Question

A circular platform is mounted on a frictionless vertical axle. If the radius R=2m and its moment of inertia about the axle is $200kg{m^2}$. It is initially at rest. A 50 kg man stands on the edge of the platform and begins to walk along the edge at the speed of $1m{s^{ - 1}}$ relative to the ground. Time taken by the man to complete one revolution is-
A. $\dfrac{{3\pi }}{2}s$
B. $2\pi s$
C. $\dfrac{\pi }{2}s$
D. $\pi s$

Answer 1

Hint: In the given question the system was initially at rest and no external torque acts on it. Thus the total angular momentum must be conserved. Additionally, using the relation between angular velocity and linear velocity we can find these terms. Finally, Speed is the ratio of distance traveled and time. So time will be the distance traveled over speed.

Formula Used:
\eqalign{ & \dfrac{{dL}}{{dt}} = {\tau _{ext}} \cr & {\text{where }}{\tau _{ext}}{\text{ is the external Torque on the system,}} \cr & L{\text{ is the angular momentum of the system}}{\text{.}} \cr}
\eqalign{ & {\text{ }}v = R\omega \cr & v{\text{ is the linear velocity,}} \cr & {\text{R is the radius of the platform,}} \cr & \omega {\text{ is the angular velocity of the platform}}{\text{.}} \cr}
\eqalign{ & {\text{Speed = }}\dfrac{{{\text{Distance}}}}{{{\text{Time}}}} \cr & \Rightarrow {\text{Time}} = \dfrac{{{\text{Distance}}}}{{{\text{Speed}}}} \cr}

Complete step by step answer:
Consider the given system of a circular platform mounted on a frictionless vertical axle, and a man of 50 kg walking along the edge of this platform with speed of $1m{s^{ - 1}}$, as shown below in the diagram:

Given:
The radius of the circular platform, R= 2m
Moment of Inertia of Circular platform, I=$200kg{m^2}$
Mass of the man, m=50 kg,
Speed of the man, $v = 1m{s^{ - 1}}$

Initially the entire system was at rest.

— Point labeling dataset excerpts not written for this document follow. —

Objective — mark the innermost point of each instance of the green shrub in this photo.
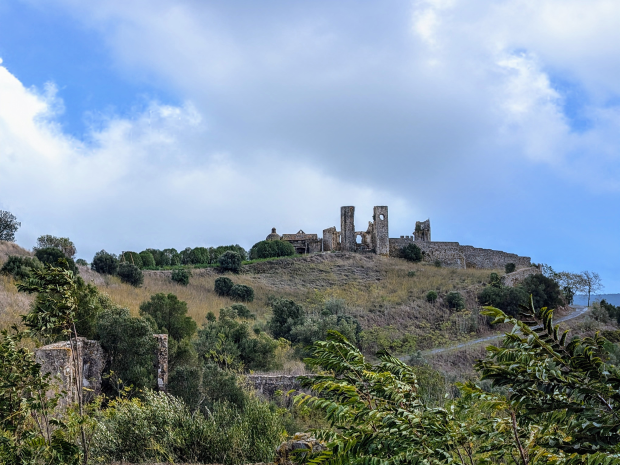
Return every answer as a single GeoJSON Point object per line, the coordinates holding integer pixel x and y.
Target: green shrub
{"type": "Point", "coordinates": [129, 345]}
{"type": "Point", "coordinates": [20, 267]}
{"type": "Point", "coordinates": [223, 285]}
{"type": "Point", "coordinates": [160, 428]}
{"type": "Point", "coordinates": [181, 277]}
{"type": "Point", "coordinates": [105, 263]}
{"type": "Point", "coordinates": [130, 274]}
{"type": "Point", "coordinates": [132, 258]}
{"type": "Point", "coordinates": [455, 301]}
{"type": "Point", "coordinates": [242, 293]}
{"type": "Point", "coordinates": [412, 253]}
{"type": "Point", "coordinates": [148, 261]}
{"type": "Point", "coordinates": [230, 261]}
{"type": "Point", "coordinates": [52, 255]}
{"type": "Point", "coordinates": [506, 299]}
{"type": "Point", "coordinates": [170, 315]}
{"type": "Point", "coordinates": [286, 315]}
{"type": "Point", "coordinates": [269, 249]}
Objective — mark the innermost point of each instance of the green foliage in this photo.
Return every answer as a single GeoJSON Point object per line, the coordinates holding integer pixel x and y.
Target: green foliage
{"type": "Point", "coordinates": [507, 298]}
{"type": "Point", "coordinates": [160, 428]}
{"type": "Point", "coordinates": [223, 285]}
{"type": "Point", "coordinates": [148, 261]}
{"type": "Point", "coordinates": [286, 315]}
{"type": "Point", "coordinates": [133, 258]}
{"type": "Point", "coordinates": [230, 261]}
{"type": "Point", "coordinates": [130, 274]}
{"type": "Point", "coordinates": [411, 252]}
{"type": "Point", "coordinates": [105, 263]}
{"type": "Point", "coordinates": [545, 291]}
{"type": "Point", "coordinates": [455, 300]}
{"type": "Point", "coordinates": [64, 244]}
{"type": "Point", "coordinates": [229, 343]}
{"type": "Point", "coordinates": [181, 277]}
{"type": "Point", "coordinates": [130, 346]}
{"type": "Point", "coordinates": [20, 267]}
{"type": "Point", "coordinates": [269, 249]}
{"type": "Point", "coordinates": [8, 226]}
{"type": "Point", "coordinates": [29, 430]}
{"type": "Point", "coordinates": [169, 315]}
{"type": "Point", "coordinates": [431, 296]}
{"type": "Point", "coordinates": [560, 390]}
{"type": "Point", "coordinates": [241, 293]}
{"type": "Point", "coordinates": [54, 256]}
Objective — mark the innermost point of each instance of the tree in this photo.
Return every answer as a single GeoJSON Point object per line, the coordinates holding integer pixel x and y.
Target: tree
{"type": "Point", "coordinates": [241, 293]}
{"type": "Point", "coordinates": [8, 226]}
{"type": "Point", "coordinates": [223, 285]}
{"type": "Point", "coordinates": [63, 244]}
{"type": "Point", "coordinates": [170, 315]}
{"type": "Point", "coordinates": [412, 253]}
{"type": "Point", "coordinates": [105, 263]}
{"type": "Point", "coordinates": [130, 274]}
{"type": "Point", "coordinates": [590, 283]}
{"type": "Point", "coordinates": [181, 277]}
{"type": "Point", "coordinates": [286, 315]}
{"type": "Point", "coordinates": [230, 261]}
{"type": "Point", "coordinates": [56, 257]}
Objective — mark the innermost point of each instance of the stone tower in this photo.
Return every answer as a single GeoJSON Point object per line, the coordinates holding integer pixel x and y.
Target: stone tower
{"type": "Point", "coordinates": [347, 229]}
{"type": "Point", "coordinates": [381, 239]}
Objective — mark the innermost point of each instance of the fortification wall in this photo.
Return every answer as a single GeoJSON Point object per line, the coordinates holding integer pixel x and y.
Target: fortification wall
{"type": "Point", "coordinates": [460, 256]}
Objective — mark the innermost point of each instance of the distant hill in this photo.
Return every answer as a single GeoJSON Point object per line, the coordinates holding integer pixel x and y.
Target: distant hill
{"type": "Point", "coordinates": [613, 299]}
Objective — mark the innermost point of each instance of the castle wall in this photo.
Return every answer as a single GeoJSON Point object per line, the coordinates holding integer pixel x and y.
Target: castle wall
{"type": "Point", "coordinates": [381, 239]}
{"type": "Point", "coordinates": [347, 229]}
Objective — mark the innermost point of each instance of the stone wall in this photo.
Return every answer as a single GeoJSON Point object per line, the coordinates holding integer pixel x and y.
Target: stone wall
{"type": "Point", "coordinates": [460, 256]}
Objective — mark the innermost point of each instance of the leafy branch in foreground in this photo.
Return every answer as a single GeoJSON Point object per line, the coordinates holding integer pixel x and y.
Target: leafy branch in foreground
{"type": "Point", "coordinates": [562, 391]}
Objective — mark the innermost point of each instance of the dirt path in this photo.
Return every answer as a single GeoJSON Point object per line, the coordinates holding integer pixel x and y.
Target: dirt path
{"type": "Point", "coordinates": [579, 310]}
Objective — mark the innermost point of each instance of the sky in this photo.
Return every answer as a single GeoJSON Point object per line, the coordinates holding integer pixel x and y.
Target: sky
{"type": "Point", "coordinates": [148, 123]}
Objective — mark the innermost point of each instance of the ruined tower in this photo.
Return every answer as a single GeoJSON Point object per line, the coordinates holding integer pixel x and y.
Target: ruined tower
{"type": "Point", "coordinates": [347, 229]}
{"type": "Point", "coordinates": [381, 239]}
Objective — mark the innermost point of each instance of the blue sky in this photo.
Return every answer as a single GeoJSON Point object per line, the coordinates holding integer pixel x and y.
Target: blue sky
{"type": "Point", "coordinates": [127, 125]}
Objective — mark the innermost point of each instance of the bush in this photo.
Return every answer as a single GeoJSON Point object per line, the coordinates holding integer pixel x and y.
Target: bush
{"type": "Point", "coordinates": [8, 226]}
{"type": "Point", "coordinates": [105, 263]}
{"type": "Point", "coordinates": [130, 274]}
{"type": "Point", "coordinates": [160, 428]}
{"type": "Point", "coordinates": [412, 253]}
{"type": "Point", "coordinates": [223, 285]}
{"type": "Point", "coordinates": [132, 258]}
{"type": "Point", "coordinates": [507, 299]}
{"type": "Point", "coordinates": [230, 261]}
{"type": "Point", "coordinates": [455, 301]}
{"type": "Point", "coordinates": [242, 293]}
{"type": "Point", "coordinates": [286, 315]}
{"type": "Point", "coordinates": [148, 261]}
{"type": "Point", "coordinates": [181, 277]}
{"type": "Point", "coordinates": [269, 249]}
{"type": "Point", "coordinates": [170, 315]}
{"type": "Point", "coordinates": [129, 345]}
{"type": "Point", "coordinates": [20, 267]}
{"type": "Point", "coordinates": [52, 255]}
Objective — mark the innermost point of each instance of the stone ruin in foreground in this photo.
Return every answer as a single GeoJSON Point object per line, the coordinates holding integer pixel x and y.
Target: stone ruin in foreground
{"type": "Point", "coordinates": [376, 239]}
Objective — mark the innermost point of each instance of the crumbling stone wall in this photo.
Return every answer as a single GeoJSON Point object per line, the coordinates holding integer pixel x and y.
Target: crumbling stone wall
{"type": "Point", "coordinates": [381, 239]}
{"type": "Point", "coordinates": [57, 359]}
{"type": "Point", "coordinates": [347, 229]}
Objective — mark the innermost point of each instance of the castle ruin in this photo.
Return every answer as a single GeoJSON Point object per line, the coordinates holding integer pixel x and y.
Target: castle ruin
{"type": "Point", "coordinates": [376, 240]}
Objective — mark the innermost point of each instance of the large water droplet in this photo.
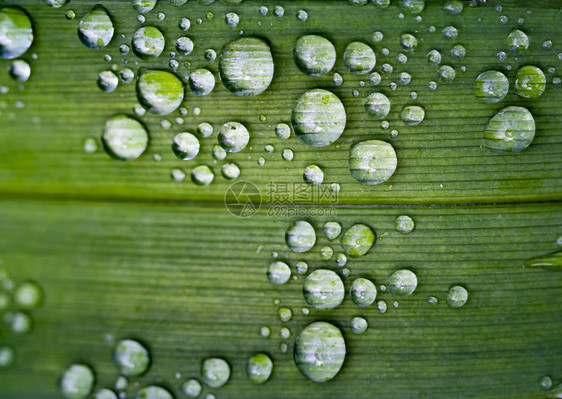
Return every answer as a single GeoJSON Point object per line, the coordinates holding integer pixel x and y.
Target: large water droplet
{"type": "Point", "coordinates": [16, 32]}
{"type": "Point", "coordinates": [402, 282]}
{"type": "Point", "coordinates": [185, 146]}
{"type": "Point", "coordinates": [491, 86]}
{"type": "Point", "coordinates": [246, 66]}
{"type": "Point", "coordinates": [95, 30]}
{"type": "Point", "coordinates": [233, 137]}
{"type": "Point", "coordinates": [124, 138]}
{"type": "Point", "coordinates": [148, 42]}
{"type": "Point", "coordinates": [314, 55]}
{"type": "Point", "coordinates": [457, 296]}
{"type": "Point", "coordinates": [160, 92]}
{"type": "Point", "coordinates": [77, 382]}
{"type": "Point", "coordinates": [323, 289]}
{"type": "Point", "coordinates": [318, 117]}
{"type": "Point", "coordinates": [363, 292]}
{"type": "Point", "coordinates": [511, 130]}
{"type": "Point", "coordinates": [359, 58]}
{"type": "Point", "coordinates": [300, 236]}
{"type": "Point", "coordinates": [372, 161]}
{"type": "Point", "coordinates": [320, 351]}
{"type": "Point", "coordinates": [215, 372]}
{"type": "Point", "coordinates": [259, 368]}
{"type": "Point", "coordinates": [530, 82]}
{"type": "Point", "coordinates": [131, 357]}
{"type": "Point", "coordinates": [358, 240]}
{"type": "Point", "coordinates": [153, 392]}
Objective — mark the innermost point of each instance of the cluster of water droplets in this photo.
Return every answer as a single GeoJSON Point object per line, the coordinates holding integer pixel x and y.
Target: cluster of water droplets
{"type": "Point", "coordinates": [17, 304]}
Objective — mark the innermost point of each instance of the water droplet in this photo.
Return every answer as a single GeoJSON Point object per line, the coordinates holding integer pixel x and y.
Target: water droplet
{"type": "Point", "coordinates": [404, 224]}
{"type": "Point", "coordinates": [202, 175]}
{"type": "Point", "coordinates": [412, 6]}
{"type": "Point", "coordinates": [318, 118]}
{"type": "Point", "coordinates": [28, 295]}
{"type": "Point", "coordinates": [377, 105]}
{"type": "Point", "coordinates": [372, 161]}
{"type": "Point", "coordinates": [332, 230]}
{"type": "Point", "coordinates": [215, 372]}
{"type": "Point", "coordinates": [233, 137]}
{"type": "Point", "coordinates": [104, 394]}
{"type": "Point", "coordinates": [148, 42]}
{"type": "Point", "coordinates": [326, 252]}
{"type": "Point", "coordinates": [314, 55]}
{"type": "Point", "coordinates": [259, 368]}
{"type": "Point", "coordinates": [185, 146]}
{"type": "Point", "coordinates": [491, 86]}
{"type": "Point", "coordinates": [246, 66]}
{"type": "Point", "coordinates": [341, 260]}
{"type": "Point", "coordinates": [512, 130]}
{"type": "Point", "coordinates": [323, 289]}
{"type": "Point", "coordinates": [232, 19]}
{"type": "Point", "coordinates": [545, 382]}
{"type": "Point", "coordinates": [283, 131]}
{"type": "Point", "coordinates": [191, 388]}
{"type": "Point", "coordinates": [300, 236]}
{"type": "Point", "coordinates": [160, 92]}
{"type": "Point", "coordinates": [457, 296]}
{"type": "Point", "coordinates": [320, 351]}
{"type": "Point", "coordinates": [452, 7]}
{"type": "Point", "coordinates": [530, 82]}
{"type": "Point", "coordinates": [230, 171]}
{"type": "Point", "coordinates": [20, 70]}
{"type": "Point", "coordinates": [107, 81]}
{"type": "Point", "coordinates": [16, 32]}
{"type": "Point", "coordinates": [278, 273]}
{"type": "Point", "coordinates": [95, 30]}
{"type": "Point", "coordinates": [363, 292]}
{"type": "Point", "coordinates": [458, 51]}
{"type": "Point", "coordinates": [77, 382]}
{"type": "Point", "coordinates": [450, 32]}
{"type": "Point", "coordinates": [359, 58]}
{"type": "Point", "coordinates": [402, 282]}
{"type": "Point", "coordinates": [288, 154]}
{"type": "Point", "coordinates": [446, 73]}
{"type": "Point", "coordinates": [359, 325]}
{"type": "Point", "coordinates": [184, 45]}
{"type": "Point", "coordinates": [265, 332]}
{"type": "Point", "coordinates": [153, 392]}
{"type": "Point", "coordinates": [517, 41]}
{"type": "Point", "coordinates": [408, 41]}
{"type": "Point", "coordinates": [131, 358]}
{"type": "Point", "coordinates": [124, 138]}
{"type": "Point", "coordinates": [7, 356]}
{"type": "Point", "coordinates": [313, 175]}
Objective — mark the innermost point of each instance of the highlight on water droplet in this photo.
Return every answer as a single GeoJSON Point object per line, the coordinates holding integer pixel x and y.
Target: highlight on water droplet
{"type": "Point", "coordinates": [511, 130]}
{"type": "Point", "coordinates": [320, 340]}
{"type": "Point", "coordinates": [300, 236]}
{"type": "Point", "coordinates": [318, 117]}
{"type": "Point", "coordinates": [323, 289]}
{"type": "Point", "coordinates": [124, 138]}
{"type": "Point", "coordinates": [95, 29]}
{"type": "Point", "coordinates": [246, 66]}
{"type": "Point", "coordinates": [259, 368]}
{"type": "Point", "coordinates": [372, 161]}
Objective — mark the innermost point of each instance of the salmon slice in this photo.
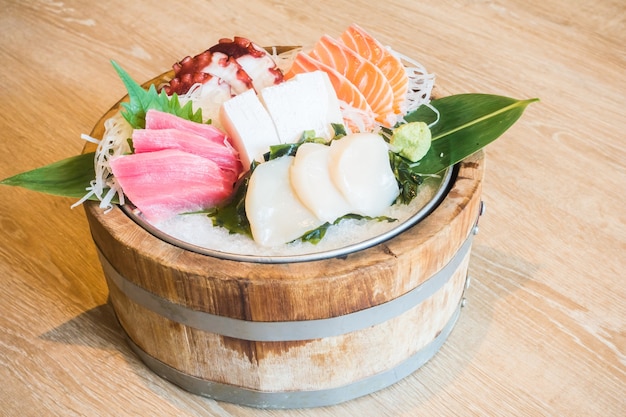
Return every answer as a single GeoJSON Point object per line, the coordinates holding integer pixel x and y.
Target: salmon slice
{"type": "Point", "coordinates": [346, 91]}
{"type": "Point", "coordinates": [371, 49]}
{"type": "Point", "coordinates": [367, 77]}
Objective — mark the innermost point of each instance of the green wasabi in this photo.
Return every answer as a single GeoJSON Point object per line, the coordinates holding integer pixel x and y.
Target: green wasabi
{"type": "Point", "coordinates": [411, 140]}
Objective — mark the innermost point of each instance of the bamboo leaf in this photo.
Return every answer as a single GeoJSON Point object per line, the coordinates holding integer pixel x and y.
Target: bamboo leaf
{"type": "Point", "coordinates": [67, 178]}
{"type": "Point", "coordinates": [467, 123]}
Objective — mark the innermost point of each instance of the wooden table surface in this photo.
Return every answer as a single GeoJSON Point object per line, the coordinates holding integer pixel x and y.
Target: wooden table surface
{"type": "Point", "coordinates": [544, 329]}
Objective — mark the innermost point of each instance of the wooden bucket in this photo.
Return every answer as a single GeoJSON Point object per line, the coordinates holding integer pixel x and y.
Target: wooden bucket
{"type": "Point", "coordinates": [292, 335]}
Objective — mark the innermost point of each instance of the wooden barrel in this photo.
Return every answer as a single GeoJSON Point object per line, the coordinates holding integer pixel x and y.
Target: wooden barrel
{"type": "Point", "coordinates": [292, 335]}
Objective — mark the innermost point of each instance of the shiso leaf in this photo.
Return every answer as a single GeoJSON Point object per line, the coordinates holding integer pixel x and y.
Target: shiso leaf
{"type": "Point", "coordinates": [68, 177]}
{"type": "Point", "coordinates": [467, 123]}
{"type": "Point", "coordinates": [141, 100]}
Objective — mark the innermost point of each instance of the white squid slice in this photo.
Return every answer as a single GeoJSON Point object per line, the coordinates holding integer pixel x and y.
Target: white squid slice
{"type": "Point", "coordinates": [360, 169]}
{"type": "Point", "coordinates": [310, 178]}
{"type": "Point", "coordinates": [275, 214]}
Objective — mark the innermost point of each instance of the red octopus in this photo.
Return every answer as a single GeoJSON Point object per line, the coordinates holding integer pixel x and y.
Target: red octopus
{"type": "Point", "coordinates": [238, 62]}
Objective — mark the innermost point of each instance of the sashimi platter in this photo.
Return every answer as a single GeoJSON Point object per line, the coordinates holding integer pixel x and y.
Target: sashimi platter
{"type": "Point", "coordinates": [274, 203]}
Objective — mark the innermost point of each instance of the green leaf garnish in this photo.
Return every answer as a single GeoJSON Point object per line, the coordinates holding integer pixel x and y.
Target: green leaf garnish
{"type": "Point", "coordinates": [316, 235]}
{"type": "Point", "coordinates": [142, 100]}
{"type": "Point", "coordinates": [68, 177]}
{"type": "Point", "coordinates": [408, 180]}
{"type": "Point", "coordinates": [467, 123]}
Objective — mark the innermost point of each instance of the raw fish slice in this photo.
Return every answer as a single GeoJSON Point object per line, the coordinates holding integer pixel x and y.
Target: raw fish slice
{"type": "Point", "coordinates": [367, 77]}
{"type": "Point", "coordinates": [345, 89]}
{"type": "Point", "coordinates": [164, 183]}
{"type": "Point", "coordinates": [369, 48]}
{"type": "Point", "coordinates": [161, 120]}
{"type": "Point", "coordinates": [150, 140]}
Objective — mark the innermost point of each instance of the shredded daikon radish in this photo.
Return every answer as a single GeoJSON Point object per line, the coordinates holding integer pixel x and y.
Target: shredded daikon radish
{"type": "Point", "coordinates": [284, 60]}
{"type": "Point", "coordinates": [421, 83]}
{"type": "Point", "coordinates": [114, 142]}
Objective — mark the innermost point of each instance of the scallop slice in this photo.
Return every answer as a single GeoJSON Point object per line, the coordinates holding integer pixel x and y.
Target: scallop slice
{"type": "Point", "coordinates": [360, 169]}
{"type": "Point", "coordinates": [275, 214]}
{"type": "Point", "coordinates": [310, 179]}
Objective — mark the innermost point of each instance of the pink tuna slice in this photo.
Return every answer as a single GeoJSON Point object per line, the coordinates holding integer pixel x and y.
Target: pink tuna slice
{"type": "Point", "coordinates": [164, 183]}
{"type": "Point", "coordinates": [151, 140]}
{"type": "Point", "coordinates": [156, 119]}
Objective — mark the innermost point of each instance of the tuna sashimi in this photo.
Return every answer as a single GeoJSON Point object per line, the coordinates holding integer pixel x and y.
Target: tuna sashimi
{"type": "Point", "coordinates": [150, 140]}
{"type": "Point", "coordinates": [371, 49]}
{"type": "Point", "coordinates": [164, 183]}
{"type": "Point", "coordinates": [161, 120]}
{"type": "Point", "coordinates": [367, 77]}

And no external Torque is acting on the system.
i.e. ${\tau _{ext}} = 0$
But we know that:
\eqalign{ & \dfrac{{dL}}{{dt}} = {\tau _{ext}} \cr & {\text{where }}{\tau _{ext}}{\text{ is the external Torque on the system,}} \cr & L{\text{ is the angular momentum of the system}}{\text{.}} \cr}
So, if the total external torque on a system is zero, its angular momentum remains constant. In other words the angular momentum of the system is conserved.
Applying Law of conservation of angular momentum we get:
$m\left( v \right)\left( R \right) = I\omega$
Substituting the given values we get:
\eqalign{ & 50 \times 1 \times 2 = 200\omega \cr & \Rightarrow \omega = \dfrac{{100}}{{200}} \cr & \therefore \omega = 0.5{\text{ radians}} \cr}
Now the resultant angular velocity of the entire system will be the vector sum of the angular velocity of the man and the platform.
\eqalign{ & {\omega _R} = \dfrac{v}{R} - \omega {\text{ }}\left[ {{\text{Using }}v = R\omega } \right] \cr & \Rightarrow {\omega _R} = \dfrac{1}{2} - 0.5{\text{ radians}} \cr & \Rightarrow {\omega _R} = 0.5{\text{ radians}} \cr}
Now, the distance travelled is the circumference of the circular path i.e., ${\text{2}}\pi {\text{R}}$
But we know that:
\eqalign{ & {\text{Speed = }}\dfrac{{{\text{Distance}}}}{{{\text{Time}}}} \cr & \Rightarrow {\text{Time}} = \dfrac{{{\text{Distance}}}}{{{\text{Speed}}}} \cr}
Substituting values in the formula, we get:
\eqalign{ & {\text{Time,}}T = \dfrac{{2\pi R}}{{\omega R}} \cr & \Rightarrow T = \dfrac{{2\pi }}{\omega } \cr & \therefore T = 2\pi \sec \cr}
Therefore, the correct option is B. i.e., $2\pi s$.

Note: Angular momentum is a physical quantity that comes into action for a rotating body only. Mathematically, it is the product of the magnitude of the linear momentum of the body and the perpendicular distance from the axis of rotation.